V06-01: Robot Assisted Inferior Vena Cavoscopy
Conventional therapy of inferior vena cava tumor invasion (IVC) retroperitoneal malignancies involves caval resection with or without vascular grafting. Assessment of the extent of tumor invasion relies on preoperative (CT and MRI) and intraoperative (US) imaging. However, these imaging modalities cannot differentiate between bland and tumor thrombi. In this video we are presenting a technique for direct visualization of the IVC lumen to assess for tumor invasion during a robot assisted retroperitoneal lymph node dissection for testicular cancer.
A 29 year old male patient with metastatic non-seminomatous mixed germ cell tumor was found to have a persistent metastatic retroperitoneal lymph node mass following four cycles of BEP chemotherapy. Preoperative imaging demonstrated a 6 cm interaortocaval mass with adjacent filling defect in the IVC. Preoperative imaging could not differentiate between tumor invasion vs bland thrombus.
After induction of general anesthesia, the patient was placed in a modified lithotomy position. Following port placement and robot docking, the small bowel was retracted cephalad and to the left upper quadrant.
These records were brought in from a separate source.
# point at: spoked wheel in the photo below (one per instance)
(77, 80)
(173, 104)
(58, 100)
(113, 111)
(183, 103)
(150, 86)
The retroperitoneal space was developed. Retroperitoneal lymph node dissection was started in a regular manner. The large mass was encountered in the interaortocaval region and was adherent to the IVC wall. It was dissected free from all attachments except the IVC wall. Proximal and distal control was obtained with vessel loops. A small venotomy was made on the IVC anterior wall just distal to the mass. A flexible cystoscope was introduced through one of the assistant ports and into the IVC lumen. Examination of the IVC showed multiple synechiae and vascular webs consistent with organized and recanalized bland thrombus with no evidence of tumor invasion. Given these findings no caval resection was needed. These webs were excised and the remaining part of the wall reconstructed, preserving more than 50% of the IVC circumference. The remaining part of the dissection was completed in the conventional manner. Operative time was 383 min, EBL was 150 ml, and LOS was one day. Postoperatively patient had smooth recovery with no postoperative complication. Postoperative pathology was consistent with a bland thrombus. Follow up imaging showed preserved IVC circumference and no filling defects.
Direct visualization of the IVC lumen is feasible using conventional endoscopic instruments and robotic approach. This helps avoid a large venotomy or graft placement and completion of the retroperitoneal lymph node dissection in a minimally invasive manner.